Our man reckoned he could just about get by with no personal drawings until the imminent rent review. Guess what…at the rent review the POB were adamant that there was no case for a reduction. The Business Plan supported the rent! It went to arbitration with the POB being fixed in their views as to the validity of the Business Plan. The rent was in the main upheld and a year later the tenant threw in the towel. That rent then stood as a direct comparable in yet another review we undertook in generally the same neck of the woods. The expert for the POB in the second case was heavily dependent on comperables in the justification of the rent of which our previous case was held up as being prime evidence.. Yes it was a rental transaction by did it represent the true open market rental, value as a “reflection of the market”. Not at all.

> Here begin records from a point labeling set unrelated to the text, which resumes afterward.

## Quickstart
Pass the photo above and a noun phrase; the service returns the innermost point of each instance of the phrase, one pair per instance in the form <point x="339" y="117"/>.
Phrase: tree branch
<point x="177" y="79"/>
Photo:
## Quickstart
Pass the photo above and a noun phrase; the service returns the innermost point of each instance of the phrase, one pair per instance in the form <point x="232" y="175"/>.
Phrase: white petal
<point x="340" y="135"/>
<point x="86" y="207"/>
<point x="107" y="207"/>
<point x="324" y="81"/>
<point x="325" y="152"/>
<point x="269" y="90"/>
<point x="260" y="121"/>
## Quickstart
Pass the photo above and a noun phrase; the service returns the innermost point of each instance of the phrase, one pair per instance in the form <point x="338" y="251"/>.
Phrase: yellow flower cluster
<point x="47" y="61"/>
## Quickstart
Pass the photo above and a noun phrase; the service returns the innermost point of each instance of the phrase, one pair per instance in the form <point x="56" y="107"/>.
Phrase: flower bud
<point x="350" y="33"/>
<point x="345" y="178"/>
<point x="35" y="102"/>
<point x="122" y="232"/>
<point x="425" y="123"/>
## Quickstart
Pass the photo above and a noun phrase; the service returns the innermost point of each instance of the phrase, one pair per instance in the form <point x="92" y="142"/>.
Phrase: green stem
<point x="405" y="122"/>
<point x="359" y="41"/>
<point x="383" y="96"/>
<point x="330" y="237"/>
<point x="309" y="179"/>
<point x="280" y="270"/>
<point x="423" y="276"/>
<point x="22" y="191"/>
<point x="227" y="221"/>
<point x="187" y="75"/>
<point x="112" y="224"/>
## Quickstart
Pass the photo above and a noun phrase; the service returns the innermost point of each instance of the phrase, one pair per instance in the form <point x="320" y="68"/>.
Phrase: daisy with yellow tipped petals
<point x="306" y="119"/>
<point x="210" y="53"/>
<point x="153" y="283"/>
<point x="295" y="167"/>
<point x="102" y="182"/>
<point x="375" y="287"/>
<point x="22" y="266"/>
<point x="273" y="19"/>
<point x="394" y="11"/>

A Business Plan is always an aspirational document prepared by a prospective tenant to, if you will, support the dreams of future success. Those dreams are always positive with a very big capital ‘P’. We have lost count of the number of future forecasts of trade that have no direct bearing on reality. Often in support of the POB letting details which gaily pronounce that “we estimate the trade to be achievable at £xxx”. Nearly always this aspiration is optimistic in the extreme. But the rent linked to that take on future trade must be justified if the new tenant is to be successful in his hopes to take on the property. The rent set then becomes yet another comparable. The flaw in the system is that of never finding out how long the new tenant lasted in the lease. Nobody ever covers this vital point which for sure will never be revealed by the POB if they get the lease back for reletting. The only way to check is to trawl back through the records of previous licensees held on the register by the Local Authority. Some are very helpful and respond within a couple of days. Others can be next to useless “we will try to get back to you within 30 days” if you are lucky.
Where does all of this leave us? Yes comparable evidence is of passing interest if you get the full background. Shame is that you rarely do and such evidence, usually the rent figure alone, is relied upon as a certainty of “reflecting the market”. We know too much about how rent deals are cobbled together and place direct comparable evidence way down the list of influencing rent valuation.
More so than ever in the teeth of the Covid-19 pandemic.